以前の記事でPHPの全体一致を示す正規表現として”^(キャレット)”と”$(ダラー)”を使っていましたが、「徳丸本 第2版」を読んでいると使わない方が良い書かれていることに気がつきました。全体一致の正規表現は”\A”と”\z”を使ってくださいとのことです。
目次
「徳丸浩の日記」からの引用
同様の主旨のことは徳丸先生のブログサイトでも書かれています。該当する記事から引用をさせていただきます。
正規表現によるバリデーション等で、完全一致を示す目的で ^ と $ を用いる方法が一般的ですが、正しくは \A と \z を用いる必要があります。Rubyの場合 ^ と $ を使って完全一致のバリデーションを行うと脆弱性が入りやすいワナとなります。PerlやPHPの場合は、Ruby程ではありませんが不具合が生じるので \A と \z を使うようにしましょう。
修正した箇所
具体的にはSiteGuard Liteのカスタムシグネチャで使っていた、2箇所の”^”と”$”を使った全体一致の正規表現を修正しました。

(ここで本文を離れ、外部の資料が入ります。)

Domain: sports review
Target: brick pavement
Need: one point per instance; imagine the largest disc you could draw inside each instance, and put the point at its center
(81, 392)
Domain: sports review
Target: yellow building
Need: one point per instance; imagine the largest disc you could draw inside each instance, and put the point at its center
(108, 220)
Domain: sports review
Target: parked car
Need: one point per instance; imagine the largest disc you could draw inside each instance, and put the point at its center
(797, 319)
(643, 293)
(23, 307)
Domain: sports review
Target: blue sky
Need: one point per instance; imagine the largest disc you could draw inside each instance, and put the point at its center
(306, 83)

^(log|pwd)$ → \A(log|pwd)\z
修正前の検査文字列
修正後の検査文字列
(log|pwd)と言う文字列とメタ文字について、”^(log|pwd)$”から”\A(log|pwd)\z”に変更しました。
^POST$ → \APOST\z
修正前の検査文字列
修正後の検査文字列
POSTと言う文字列について、”^POST$”から”\APOST\z”に変更しました。
変更の確認
SiteGurad Liteにおける「モジュール設定」の「カスタムシグネチャ」はこんな感じになりますので、[OK]ボタンを押します。
最後に変更前と変更後の検査文字列を確認して、[OK]ボタンを押して全体一致に関する正規表現の変更作業を完了させます。なおPHPでは全体一致の正規表現はとして”\A”と”\z”を使いますが、JavaScriptでは”^”と”$”を使います。